Gulu no pudo contener un escalofrío.
—Cuéntame.
—Se trata de algo que vi hace ya mucho tiempo, el día de la muerte de Avni —dijo Gulu—. Un secreto que he guardado durante todos estos años.
—¿Qué? —dijo Chinni, cuyos ojos brillaron ante aquel anuncio—. ¿Tienes acaso algún secreto sucio sobre tu jefe-sahib? ¿O algo sobre los demás criados?
Gulu bajó la cabeza para ocultar la repentina humedad que le veló los ojos.
—¿Lágrimas? —preguntó Chinni, sorprendida—. En ese caso no reveles tu precioso secreto, nah, y pídeles dinero por mantener tu silencio.
—¿Chantaje?
—Esta es nuestra oportunidad —insistió Chinni, volviéndose a mirarle—. Un dinerillo adicional de manos de tu jefe-sahib o de los demás criados es lodo lo que necesitamos para crear nuestro nuevo hogar. Y mejor si el secreto implica al señor jefe. Así puedes ir y pedir un lakh.
—No, no, no —exclamó Gulu, saboreando la sal que le cubría los labios—. Tú no lo entiendes. —En su mente flotaban recuerdos indeseados: el espeluznante silencio de una carga abandonada en VT, un crepitante fuego que olía a muerte, una brisa húmeda y malsana que se pegaba al sudor que le bañaba la piel.
—¿Qué es lo que debo entender? —preguntó Chinni, soltándole un manotazo en la cara—. Tú estás convencido de que eres una gran estrella de cine, pero eres tan cobarde que ni siquiera serías capaz de matar una mosca.
Gulu empujó a Chinni con las dos manos y su expresión se endureció.
—¿No decías que tu madama te había echado a la calle? —se rio ella con crueldad—. Ahora no tienes a nadie salvo a mí.
Gulu sintió que se echaba a temblar.
—Vete —ordenó Chinni, sacando el cuchillo de veinte centímetros de su escondite—. No me importa cuál sea ese secreto. Ve y vuelve con el dinero. Si no lo haces, me mataré.
—¿Qué?
—Me mataré —repitió Chinni, esta vez más despacio, apuntándose con la afilada punta del cuchillo al corazón—. Y te juro que mi fantasma te atormentará hasta el día de tu muerte.
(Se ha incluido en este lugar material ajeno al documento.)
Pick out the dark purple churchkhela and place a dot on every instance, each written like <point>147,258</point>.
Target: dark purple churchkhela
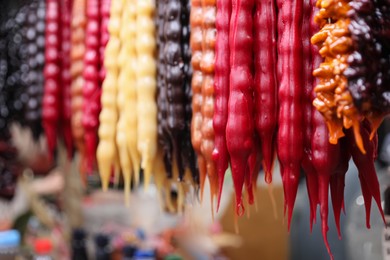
<point>174,78</point>
<point>163,136</point>
<point>174,92</point>
<point>35,35</point>
<point>369,64</point>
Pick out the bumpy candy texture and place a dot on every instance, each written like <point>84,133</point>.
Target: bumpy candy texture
<point>35,35</point>
<point>368,81</point>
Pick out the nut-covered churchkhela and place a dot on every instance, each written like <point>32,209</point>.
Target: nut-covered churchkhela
<point>351,95</point>
<point>35,35</point>
<point>333,99</point>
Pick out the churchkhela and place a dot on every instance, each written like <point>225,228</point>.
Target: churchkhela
<point>181,91</point>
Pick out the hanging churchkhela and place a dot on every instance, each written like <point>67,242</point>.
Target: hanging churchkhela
<point>187,89</point>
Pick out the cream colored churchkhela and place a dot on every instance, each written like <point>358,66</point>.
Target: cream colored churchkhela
<point>146,86</point>
<point>107,150</point>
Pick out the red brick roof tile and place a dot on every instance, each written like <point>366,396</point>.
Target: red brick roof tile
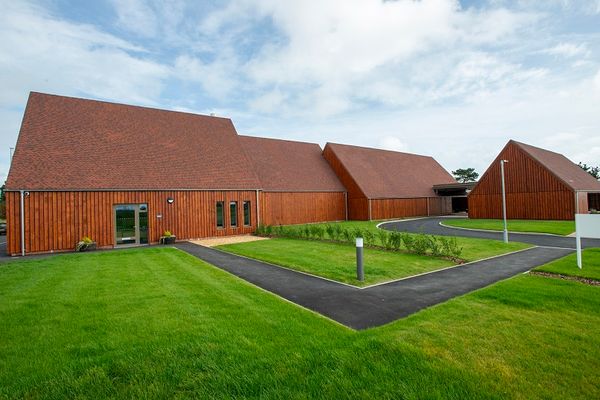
<point>563,168</point>
<point>284,165</point>
<point>391,174</point>
<point>69,143</point>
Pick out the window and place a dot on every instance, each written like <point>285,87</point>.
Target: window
<point>247,213</point>
<point>233,213</point>
<point>220,215</point>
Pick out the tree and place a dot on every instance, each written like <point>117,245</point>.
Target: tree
<point>594,171</point>
<point>465,175</point>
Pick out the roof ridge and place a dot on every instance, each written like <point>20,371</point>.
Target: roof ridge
<point>378,149</point>
<point>279,140</point>
<point>124,104</point>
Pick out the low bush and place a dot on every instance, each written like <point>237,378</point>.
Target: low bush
<point>395,240</point>
<point>421,243</point>
<point>383,236</point>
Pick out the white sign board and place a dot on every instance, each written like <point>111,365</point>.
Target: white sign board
<point>586,225</point>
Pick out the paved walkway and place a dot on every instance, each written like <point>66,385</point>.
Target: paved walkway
<point>370,307</point>
<point>432,226</point>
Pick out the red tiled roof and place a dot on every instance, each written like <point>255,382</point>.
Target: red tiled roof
<point>284,165</point>
<point>69,143</point>
<point>391,174</point>
<point>563,168</point>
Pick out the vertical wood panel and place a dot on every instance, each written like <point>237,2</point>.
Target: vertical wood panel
<point>56,221</point>
<point>532,192</point>
<point>286,208</point>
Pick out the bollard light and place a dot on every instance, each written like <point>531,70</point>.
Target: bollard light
<point>360,273</point>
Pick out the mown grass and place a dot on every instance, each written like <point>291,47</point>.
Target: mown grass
<point>514,225</point>
<point>568,265</point>
<point>158,323</point>
<point>338,261</point>
<point>472,249</point>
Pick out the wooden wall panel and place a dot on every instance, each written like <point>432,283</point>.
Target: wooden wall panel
<point>594,201</point>
<point>543,205</point>
<point>286,208</point>
<point>532,191</point>
<point>55,221</point>
<point>415,207</point>
<point>522,173</point>
<point>358,209</point>
<point>582,203</point>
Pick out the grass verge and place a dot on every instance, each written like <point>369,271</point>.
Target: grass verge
<point>514,225</point>
<point>338,261</point>
<point>158,323</point>
<point>568,265</point>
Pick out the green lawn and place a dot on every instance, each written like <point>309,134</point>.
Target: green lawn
<point>158,323</point>
<point>338,261</point>
<point>568,265</point>
<point>515,225</point>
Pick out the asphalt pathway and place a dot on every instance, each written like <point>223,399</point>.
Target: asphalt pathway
<point>377,305</point>
<point>432,226</point>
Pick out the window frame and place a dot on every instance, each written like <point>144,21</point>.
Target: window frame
<point>231,215</point>
<point>222,203</point>
<point>247,203</point>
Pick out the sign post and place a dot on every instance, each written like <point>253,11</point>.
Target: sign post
<point>505,232</point>
<point>360,273</point>
<point>588,226</point>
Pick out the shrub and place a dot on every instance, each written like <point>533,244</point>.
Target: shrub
<point>268,230</point>
<point>317,232</point>
<point>84,243</point>
<point>305,232</point>
<point>347,235</point>
<point>369,237</point>
<point>357,232</point>
<point>395,240</point>
<point>434,246</point>
<point>337,232</point>
<point>408,241</point>
<point>383,236</point>
<point>330,231</point>
<point>420,244</point>
<point>455,250</point>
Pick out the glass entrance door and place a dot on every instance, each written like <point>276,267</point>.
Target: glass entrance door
<point>131,224</point>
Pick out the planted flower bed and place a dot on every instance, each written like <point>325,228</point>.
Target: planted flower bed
<point>421,244</point>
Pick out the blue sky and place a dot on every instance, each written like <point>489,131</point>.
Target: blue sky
<point>455,80</point>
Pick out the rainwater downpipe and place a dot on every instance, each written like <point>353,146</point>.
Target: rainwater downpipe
<point>22,212</point>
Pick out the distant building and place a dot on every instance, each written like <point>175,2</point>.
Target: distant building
<point>540,184</point>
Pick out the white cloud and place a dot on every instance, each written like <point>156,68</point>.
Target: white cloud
<point>46,54</point>
<point>216,78</point>
<point>330,56</point>
<point>569,50</point>
<point>596,81</point>
<point>136,16</point>
<point>392,143</point>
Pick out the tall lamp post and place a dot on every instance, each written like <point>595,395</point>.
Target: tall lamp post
<point>504,200</point>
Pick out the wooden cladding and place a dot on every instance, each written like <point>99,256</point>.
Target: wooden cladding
<point>543,205</point>
<point>358,209</point>
<point>56,221</point>
<point>286,208</point>
<point>415,207</point>
<point>522,174</point>
<point>594,201</point>
<point>532,192</point>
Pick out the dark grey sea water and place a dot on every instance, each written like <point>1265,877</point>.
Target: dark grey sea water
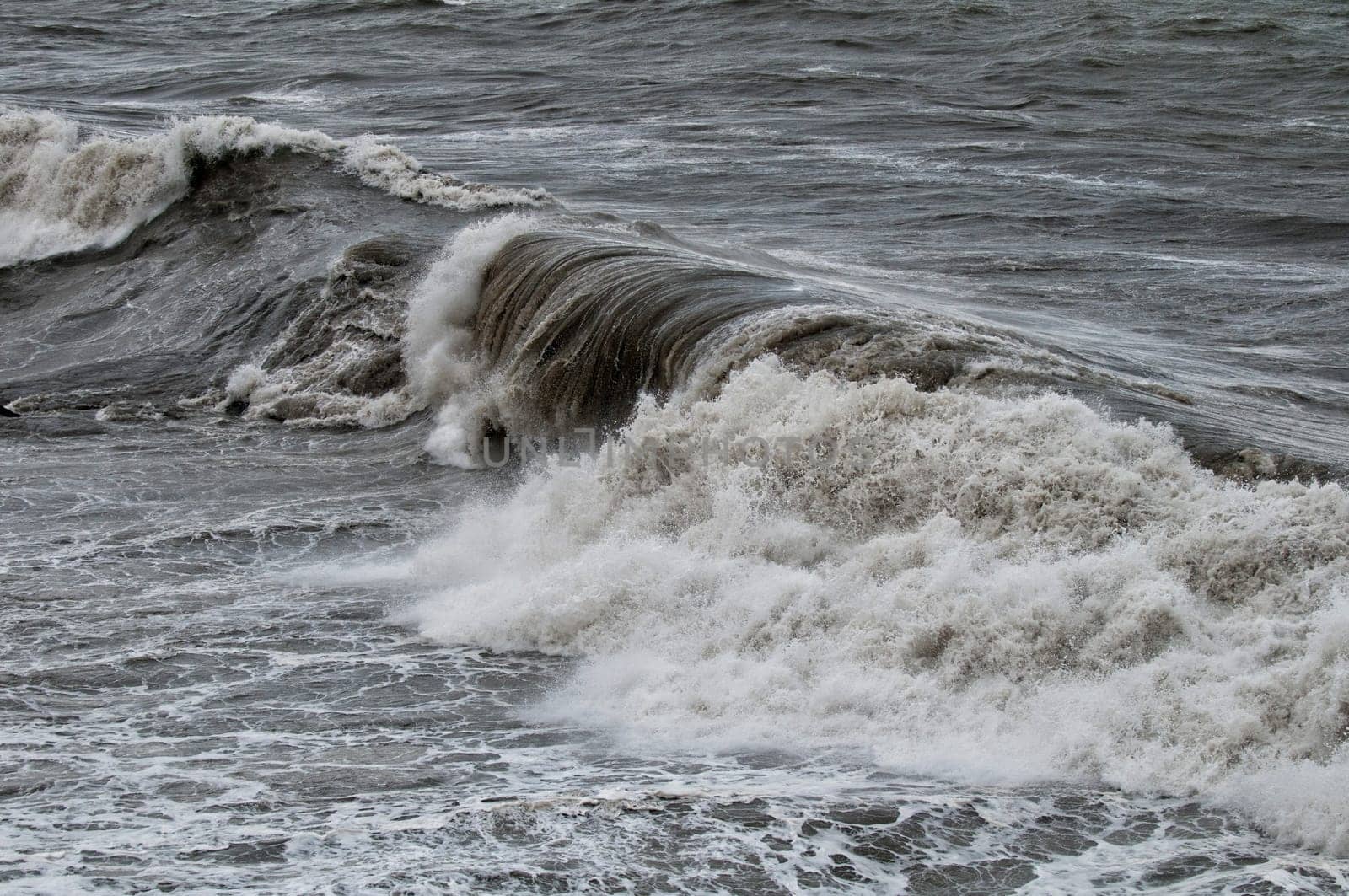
<point>270,625</point>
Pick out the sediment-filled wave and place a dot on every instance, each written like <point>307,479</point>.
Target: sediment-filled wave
<point>906,537</point>
<point>1000,588</point>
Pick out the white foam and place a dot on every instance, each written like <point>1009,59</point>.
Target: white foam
<point>62,192</point>
<point>1013,590</point>
<point>438,343</point>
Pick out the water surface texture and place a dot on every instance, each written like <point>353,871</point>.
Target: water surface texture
<point>970,518</point>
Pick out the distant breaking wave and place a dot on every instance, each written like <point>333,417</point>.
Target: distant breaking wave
<point>62,192</point>
<point>1015,587</point>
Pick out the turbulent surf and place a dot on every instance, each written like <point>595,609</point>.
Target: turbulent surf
<point>857,516</point>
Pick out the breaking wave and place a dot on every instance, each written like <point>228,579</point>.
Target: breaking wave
<point>1008,588</point>
<point>62,190</point>
<point>992,581</point>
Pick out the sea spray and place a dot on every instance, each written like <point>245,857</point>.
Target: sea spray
<point>1018,590</point>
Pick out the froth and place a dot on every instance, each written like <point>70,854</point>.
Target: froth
<point>64,192</point>
<point>1009,588</point>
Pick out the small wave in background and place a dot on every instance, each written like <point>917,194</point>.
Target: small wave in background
<point>964,509</point>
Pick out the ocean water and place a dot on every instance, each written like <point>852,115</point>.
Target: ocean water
<point>935,427</point>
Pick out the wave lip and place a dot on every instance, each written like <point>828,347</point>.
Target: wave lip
<point>64,192</point>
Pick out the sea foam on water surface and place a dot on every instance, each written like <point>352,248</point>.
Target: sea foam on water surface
<point>62,190</point>
<point>1012,590</point>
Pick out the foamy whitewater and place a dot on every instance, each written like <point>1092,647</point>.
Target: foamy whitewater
<point>776,449</point>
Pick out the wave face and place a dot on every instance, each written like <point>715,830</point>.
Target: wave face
<point>966,571</point>
<point>1007,588</point>
<point>948,566</point>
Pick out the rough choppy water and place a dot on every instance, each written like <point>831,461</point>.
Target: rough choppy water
<point>270,625</point>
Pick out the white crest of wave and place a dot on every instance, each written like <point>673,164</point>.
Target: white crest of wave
<point>1015,588</point>
<point>64,192</point>
<point>438,346</point>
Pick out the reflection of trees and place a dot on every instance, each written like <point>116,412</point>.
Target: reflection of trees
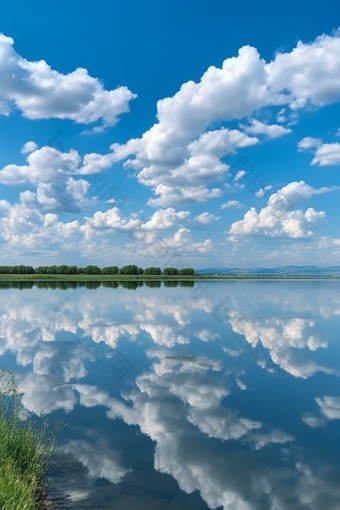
<point>187,283</point>
<point>170,283</point>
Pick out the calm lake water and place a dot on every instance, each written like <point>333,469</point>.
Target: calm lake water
<point>221,395</point>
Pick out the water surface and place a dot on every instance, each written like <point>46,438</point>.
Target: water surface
<point>193,396</point>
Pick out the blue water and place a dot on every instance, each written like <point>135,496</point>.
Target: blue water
<point>222,395</point>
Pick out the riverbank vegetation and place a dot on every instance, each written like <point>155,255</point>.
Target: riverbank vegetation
<point>26,448</point>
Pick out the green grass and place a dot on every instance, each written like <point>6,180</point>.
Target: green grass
<point>26,448</point>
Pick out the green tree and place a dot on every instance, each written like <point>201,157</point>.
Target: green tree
<point>187,271</point>
<point>110,270</point>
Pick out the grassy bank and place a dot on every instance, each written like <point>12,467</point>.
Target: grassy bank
<point>25,452</point>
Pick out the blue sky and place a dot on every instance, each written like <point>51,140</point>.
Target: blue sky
<point>170,105</point>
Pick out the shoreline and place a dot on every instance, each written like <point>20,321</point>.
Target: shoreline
<point>118,278</point>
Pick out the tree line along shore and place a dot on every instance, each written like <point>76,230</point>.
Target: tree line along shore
<point>130,269</point>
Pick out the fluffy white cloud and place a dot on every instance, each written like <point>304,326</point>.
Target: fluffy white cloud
<point>276,219</point>
<point>259,128</point>
<point>206,218</point>
<point>29,147</point>
<point>231,204</point>
<point>176,157</point>
<point>284,339</point>
<point>41,92</point>
<point>326,154</point>
<point>309,73</point>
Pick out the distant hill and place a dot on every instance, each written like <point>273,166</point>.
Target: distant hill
<point>281,270</point>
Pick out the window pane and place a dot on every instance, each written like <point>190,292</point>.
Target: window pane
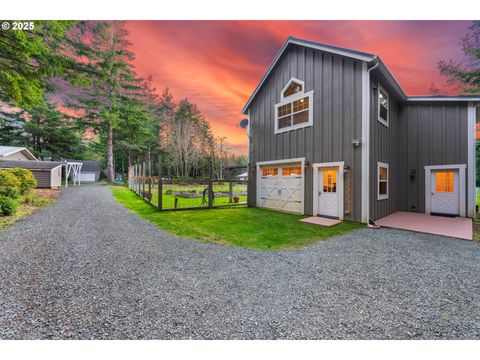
<point>383,102</point>
<point>383,174</point>
<point>292,89</point>
<point>382,185</point>
<point>301,104</point>
<point>285,122</point>
<point>300,118</point>
<point>383,113</point>
<point>292,170</point>
<point>329,180</point>
<point>269,171</point>
<point>383,99</point>
<point>284,110</point>
<point>444,181</point>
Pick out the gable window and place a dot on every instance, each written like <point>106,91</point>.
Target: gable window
<point>293,88</point>
<point>295,110</point>
<point>382,180</point>
<point>383,106</point>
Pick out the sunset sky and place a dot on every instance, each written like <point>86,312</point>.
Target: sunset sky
<point>217,64</point>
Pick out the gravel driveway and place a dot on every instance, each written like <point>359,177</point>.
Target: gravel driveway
<point>88,268</point>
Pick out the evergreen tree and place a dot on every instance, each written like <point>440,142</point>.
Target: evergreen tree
<point>28,59</point>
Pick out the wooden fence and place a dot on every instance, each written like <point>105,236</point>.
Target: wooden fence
<point>185,194</point>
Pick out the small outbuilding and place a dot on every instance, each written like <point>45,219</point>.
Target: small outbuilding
<point>90,171</point>
<point>15,153</point>
<point>47,173</point>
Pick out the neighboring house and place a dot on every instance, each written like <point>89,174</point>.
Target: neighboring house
<point>243,176</point>
<point>90,171</point>
<point>332,133</point>
<point>47,173</point>
<point>15,153</point>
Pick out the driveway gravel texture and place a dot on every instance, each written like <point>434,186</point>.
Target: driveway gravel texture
<point>87,268</point>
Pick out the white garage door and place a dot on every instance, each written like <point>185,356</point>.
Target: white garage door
<point>280,187</point>
<point>87,176</point>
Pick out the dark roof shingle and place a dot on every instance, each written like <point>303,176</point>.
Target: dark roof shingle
<point>29,164</point>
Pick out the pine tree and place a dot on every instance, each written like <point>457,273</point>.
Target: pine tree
<point>466,74</point>
<point>28,59</point>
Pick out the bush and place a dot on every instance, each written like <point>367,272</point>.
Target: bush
<point>8,206</point>
<point>9,184</point>
<point>27,180</point>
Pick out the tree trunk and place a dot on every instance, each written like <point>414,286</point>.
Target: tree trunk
<point>110,170</point>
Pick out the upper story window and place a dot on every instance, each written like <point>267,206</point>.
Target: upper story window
<point>294,87</point>
<point>296,108</point>
<point>383,106</point>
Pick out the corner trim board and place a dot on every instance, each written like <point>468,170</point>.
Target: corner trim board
<point>365,144</point>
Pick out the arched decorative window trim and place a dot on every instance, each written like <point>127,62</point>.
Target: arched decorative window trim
<point>290,100</point>
<point>300,82</point>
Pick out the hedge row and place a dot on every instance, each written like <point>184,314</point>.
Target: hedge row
<point>14,183</point>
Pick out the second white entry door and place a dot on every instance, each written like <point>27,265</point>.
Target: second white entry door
<point>328,193</point>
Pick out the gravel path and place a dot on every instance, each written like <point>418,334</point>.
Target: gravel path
<point>99,271</point>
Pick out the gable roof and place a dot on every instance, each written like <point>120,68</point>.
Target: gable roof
<point>90,165</point>
<point>30,164</point>
<point>9,150</point>
<point>358,55</point>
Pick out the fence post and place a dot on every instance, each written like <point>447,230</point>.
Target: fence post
<point>210,185</point>
<point>149,180</point>
<point>144,173</point>
<point>160,183</point>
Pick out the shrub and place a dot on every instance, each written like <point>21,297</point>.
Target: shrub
<point>9,184</point>
<point>8,206</point>
<point>27,180</point>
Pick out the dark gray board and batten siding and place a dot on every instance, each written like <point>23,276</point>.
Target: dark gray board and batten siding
<point>383,148</point>
<point>337,119</point>
<point>430,134</point>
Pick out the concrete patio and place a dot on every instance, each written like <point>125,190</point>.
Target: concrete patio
<point>457,227</point>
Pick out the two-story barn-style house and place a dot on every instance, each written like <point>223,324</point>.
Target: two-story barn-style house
<point>332,133</point>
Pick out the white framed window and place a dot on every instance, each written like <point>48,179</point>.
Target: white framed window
<point>383,106</point>
<point>383,176</point>
<point>296,108</point>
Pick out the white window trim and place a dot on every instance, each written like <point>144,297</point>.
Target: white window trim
<point>379,118</point>
<point>289,100</point>
<point>300,82</point>
<point>382,196</point>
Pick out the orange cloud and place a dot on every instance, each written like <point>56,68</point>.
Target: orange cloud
<point>217,64</point>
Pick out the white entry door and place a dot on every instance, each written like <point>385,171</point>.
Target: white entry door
<point>328,193</point>
<point>445,192</point>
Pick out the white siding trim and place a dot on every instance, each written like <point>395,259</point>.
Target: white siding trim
<point>442,98</point>
<point>379,118</point>
<point>471,168</point>
<point>461,185</point>
<point>340,186</point>
<point>282,161</point>
<point>365,144</point>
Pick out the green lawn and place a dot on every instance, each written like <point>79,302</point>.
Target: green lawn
<point>237,226</point>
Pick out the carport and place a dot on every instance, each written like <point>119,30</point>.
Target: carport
<point>458,227</point>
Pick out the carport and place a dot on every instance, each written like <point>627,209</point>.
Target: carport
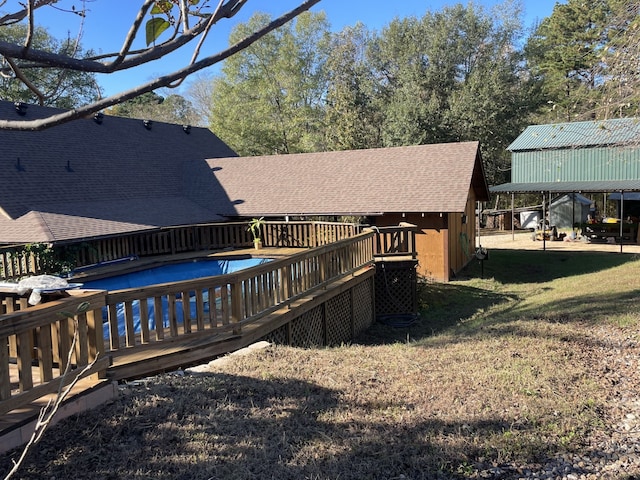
<point>619,187</point>
<point>598,156</point>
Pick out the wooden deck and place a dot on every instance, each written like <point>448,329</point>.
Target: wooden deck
<point>329,277</point>
<point>17,425</point>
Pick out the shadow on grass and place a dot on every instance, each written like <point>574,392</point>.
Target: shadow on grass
<point>442,307</point>
<point>235,427</point>
<point>480,296</point>
<point>537,266</point>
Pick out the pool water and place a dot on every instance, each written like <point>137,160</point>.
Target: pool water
<point>174,272</point>
<point>169,273</point>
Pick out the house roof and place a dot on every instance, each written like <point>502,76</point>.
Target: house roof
<point>87,179</point>
<point>619,131</point>
<point>424,178</point>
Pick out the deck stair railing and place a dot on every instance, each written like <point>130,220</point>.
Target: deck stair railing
<point>38,339</point>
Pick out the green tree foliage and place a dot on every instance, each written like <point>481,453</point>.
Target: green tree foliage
<point>353,116</point>
<point>566,52</point>
<point>61,88</point>
<point>455,75</point>
<point>621,90</point>
<point>268,98</point>
<point>152,106</point>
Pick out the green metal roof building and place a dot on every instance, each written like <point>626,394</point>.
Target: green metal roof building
<point>593,156</point>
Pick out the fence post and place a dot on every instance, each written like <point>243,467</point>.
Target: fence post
<point>236,306</point>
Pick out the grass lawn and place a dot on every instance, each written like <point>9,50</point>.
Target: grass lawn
<point>501,373</point>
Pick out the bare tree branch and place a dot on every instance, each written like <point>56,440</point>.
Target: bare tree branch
<point>126,59</point>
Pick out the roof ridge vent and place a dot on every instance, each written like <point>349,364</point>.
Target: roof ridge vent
<point>21,108</point>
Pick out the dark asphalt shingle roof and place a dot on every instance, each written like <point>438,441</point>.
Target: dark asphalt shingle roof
<point>423,178</point>
<point>84,179</point>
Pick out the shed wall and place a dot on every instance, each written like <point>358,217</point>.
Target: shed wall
<point>579,164</point>
<point>432,242</point>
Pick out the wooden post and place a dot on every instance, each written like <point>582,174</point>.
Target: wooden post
<point>236,306</point>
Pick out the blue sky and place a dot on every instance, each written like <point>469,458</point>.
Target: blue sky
<point>109,20</point>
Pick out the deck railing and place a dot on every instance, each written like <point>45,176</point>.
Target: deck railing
<point>17,261</point>
<point>395,241</point>
<point>225,303</point>
<point>38,340</point>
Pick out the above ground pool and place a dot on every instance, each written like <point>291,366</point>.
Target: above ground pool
<point>174,272</point>
<point>169,273</point>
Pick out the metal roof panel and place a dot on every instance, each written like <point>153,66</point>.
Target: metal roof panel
<point>564,187</point>
<point>619,131</point>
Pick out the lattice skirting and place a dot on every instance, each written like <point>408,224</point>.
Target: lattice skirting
<point>396,287</point>
<point>337,320</point>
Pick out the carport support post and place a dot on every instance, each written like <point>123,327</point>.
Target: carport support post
<point>544,221</point>
<point>621,217</point>
<point>513,230</point>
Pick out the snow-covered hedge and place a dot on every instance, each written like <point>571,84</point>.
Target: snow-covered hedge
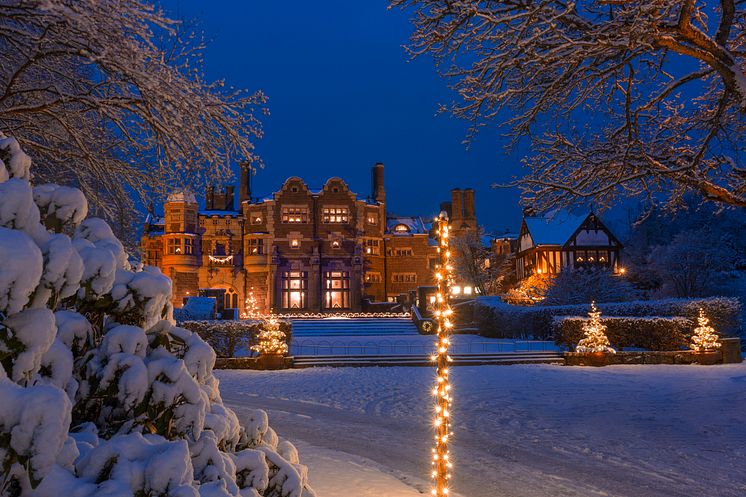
<point>650,333</point>
<point>100,393</point>
<point>498,319</point>
<point>229,337</point>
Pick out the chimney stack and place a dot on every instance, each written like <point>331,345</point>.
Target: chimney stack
<point>469,212</point>
<point>244,188</point>
<point>229,197</point>
<point>379,192</point>
<point>457,206</point>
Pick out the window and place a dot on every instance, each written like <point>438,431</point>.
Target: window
<point>336,290</point>
<point>230,299</point>
<point>404,278</point>
<point>294,289</point>
<point>335,215</point>
<point>373,247</point>
<point>174,246</point>
<point>292,215</point>
<point>401,252</point>
<point>256,246</point>
<point>188,246</point>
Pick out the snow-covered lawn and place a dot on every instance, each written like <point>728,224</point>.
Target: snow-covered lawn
<point>534,430</point>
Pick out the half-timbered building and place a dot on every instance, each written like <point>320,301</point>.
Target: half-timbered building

Viendo que una fina línea de color carmesí aparecía de pronto sobre el pecho de Chinni, Gulu cogió apresuradamente su ejemplar del Bhagavad Gita y salió corriendo del cubículo sin dejar de preguntarse qué desafortunada conjunción estelar había caído sobre él ese día. No había logrado impedir que Avni se quitara la vida. ¿Volvería a defraudar a Chinni? ¿Cómo iba a poder vivir con una muerte más sobre sus espaldas? De pie entre la mugre de Falkland Road, viendo cómo una de las muchachas enjauladas se desabrochaba el primer botón de su ajustada blusa, los lamentos de los inconsolables fantasmas de Kamathipura se elevaron a su alrededor. Su vergonzoso secreto, si alguna vez llegaba a saberse, no solo le llevaría a él a la cárcel sino que sin duda destrozaría a la familia Mittal, llevando la ruina al magnífico bungaló de Maji.